Es wird nicht möglich sein, die Schülerinnen und Schüler der leistungsschwächeren Gruppe so zu motivieren, dass sie sich mit vollem Einsatz und mit Freude die angebotenen Lerninhalte erarbeiten. Die Bestätigung, zu den Schlechten zu gehören – und das schon im Alter von 10 Jahren – , wirkt sehr demotivierend, vor allem für die Schülerinnen und Schüler, die in allen 3 Fächern im schwächeren Kurs sein werden. Das Sprachniveau in diesen Kursen würde ganz sicher ein sehr niedriges sein, da keine Orientierung an einem sprachlich korrekten Vorbild möglich wäre. Auch eine Wortschatzerweiterung würde sehr schwierig sein. Aber auch bei den leistungsstärkeren Schülern der Klassenstufen 5 und 6 gäbe es Probleme und Beeinträchtigungen in Bezug auf ihre Motivation: Durch den ständig notwendigen Wechsel zu anderen Lehrern und in andere Räume würde der 45-Minuten-Takt eine Renaissance erleben und die Lernenden ständig aus begonnenen Arbeitsprozessen reißen, denn die Arbeitsvorhaben der älteren Schüler sind häufig sehr umfangreich. Auch gäbe es nur wenig Zeit und Raum, fächerübergreifend, projektorientiert zu arbeiten. Gerade das ist aber auf den genannten Klassenstufen unbedingt notwendig.

Soziales Lernen

Betont werden muss auch noch, dass der ganze Bereich des sozialen Lernens bei der Planung von äußerer Leistungsdifferenzierung auf den Klassenstufen 5 und 6 sträflich vernachlässigt wurde. Wenn die Schülerinnen und Schüler in diesem Alter mehrmals täglich – und nichts anderes bedeutet äußere Differenzierung in drei Fächern – die Lerngruppe wechseln sollen, ist die Klassengemeinschaft zerstört: Konflikte zwischen den Schülern können nicht mehr angemessen aufgearbeitet werden, da weder die KlassenlehrerIn als wirkliche Bezugsperson zur Verfügung steht, noch der Rahmen vorhanden ist, in dem solche notwendigen Gespräche stattfinden können.

Freundschaften zwischen Mitschülern können nur dann in der Zusammenarbeit erprobt und gepflegt werden, wenn ein ähnliches Leistungsvermögen vorliegt.

Die Rücksichtnahme auf Kinder mit sonderpädagogischem Förderbedarf und die Zusammenarbeit mit ihnen könnte schwerpunktmäßig nur noch von Kindern des leistungsschwächeren Kurses geübt werden, da die anderen viel zu wenig Berührungspunkte hätten.

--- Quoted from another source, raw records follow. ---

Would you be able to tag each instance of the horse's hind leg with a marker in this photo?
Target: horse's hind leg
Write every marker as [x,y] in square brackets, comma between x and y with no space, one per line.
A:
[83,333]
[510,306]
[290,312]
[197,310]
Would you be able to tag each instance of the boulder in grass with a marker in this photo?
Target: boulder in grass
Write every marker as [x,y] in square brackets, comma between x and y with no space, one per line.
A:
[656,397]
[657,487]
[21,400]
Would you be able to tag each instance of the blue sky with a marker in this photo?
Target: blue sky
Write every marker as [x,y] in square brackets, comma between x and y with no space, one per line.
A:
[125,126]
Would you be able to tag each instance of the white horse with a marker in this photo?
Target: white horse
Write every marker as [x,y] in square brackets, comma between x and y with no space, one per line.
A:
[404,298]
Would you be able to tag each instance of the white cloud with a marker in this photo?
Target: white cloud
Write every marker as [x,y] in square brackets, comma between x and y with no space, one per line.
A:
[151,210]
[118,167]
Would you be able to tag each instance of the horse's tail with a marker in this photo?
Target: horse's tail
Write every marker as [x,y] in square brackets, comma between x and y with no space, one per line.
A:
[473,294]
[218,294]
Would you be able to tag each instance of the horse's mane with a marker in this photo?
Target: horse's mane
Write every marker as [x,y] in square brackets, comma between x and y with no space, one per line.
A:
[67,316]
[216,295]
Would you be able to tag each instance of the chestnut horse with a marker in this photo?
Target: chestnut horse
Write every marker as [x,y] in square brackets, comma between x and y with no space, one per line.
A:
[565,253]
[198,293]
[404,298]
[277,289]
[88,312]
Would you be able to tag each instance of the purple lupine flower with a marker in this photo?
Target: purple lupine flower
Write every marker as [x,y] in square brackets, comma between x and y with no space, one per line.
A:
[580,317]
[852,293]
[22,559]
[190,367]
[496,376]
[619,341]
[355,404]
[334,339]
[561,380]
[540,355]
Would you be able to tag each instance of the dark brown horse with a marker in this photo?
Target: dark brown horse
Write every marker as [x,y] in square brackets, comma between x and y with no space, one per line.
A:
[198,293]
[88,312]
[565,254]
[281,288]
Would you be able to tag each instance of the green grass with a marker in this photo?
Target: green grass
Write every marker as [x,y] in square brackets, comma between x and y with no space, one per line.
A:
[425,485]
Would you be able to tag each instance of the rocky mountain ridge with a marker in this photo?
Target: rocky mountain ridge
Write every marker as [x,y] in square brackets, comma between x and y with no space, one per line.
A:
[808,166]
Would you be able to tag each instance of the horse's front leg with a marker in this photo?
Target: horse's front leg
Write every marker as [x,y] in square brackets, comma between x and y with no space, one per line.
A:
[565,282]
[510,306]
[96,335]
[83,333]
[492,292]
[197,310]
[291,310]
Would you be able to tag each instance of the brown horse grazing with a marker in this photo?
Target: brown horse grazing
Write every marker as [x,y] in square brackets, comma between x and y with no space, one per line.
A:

Die Verantwortlichkeit der Schülerinnen und Schüler für die Unterrichtsräume kann nicht geweckt bzw. erhalten werden. Dies wäre katastrophal und das nicht nur, weil der Reinigungsumfang an unseren Schulen inzwischen erschreckend niedrig ist.

Die Gewalt zwischen den Schülern an den Grundschulen, die bisher vor allem wegen der stabilen sozialen Beziehungen relativ gering ist, würde ganz sicher ansteigen.

Wir sind sehr erstaunt, dass die "Rettung" für die sechsjährige Grundschule ausgerechnet in einer Organisationsform gesucht wird, die viele Gesamtschulen – zumindest auf den unteren Klassenstufen – wieder stark reduziert haben, da zu viele Nachteile gesehen wurden.

Regina Arlt
Schulleiterin und Lehrerinnen und Lehrer der Clara-Grunwald-Grundschule in Berlin Kreuzberg. Der Beitrag wurde von der Redaktion gekürzt.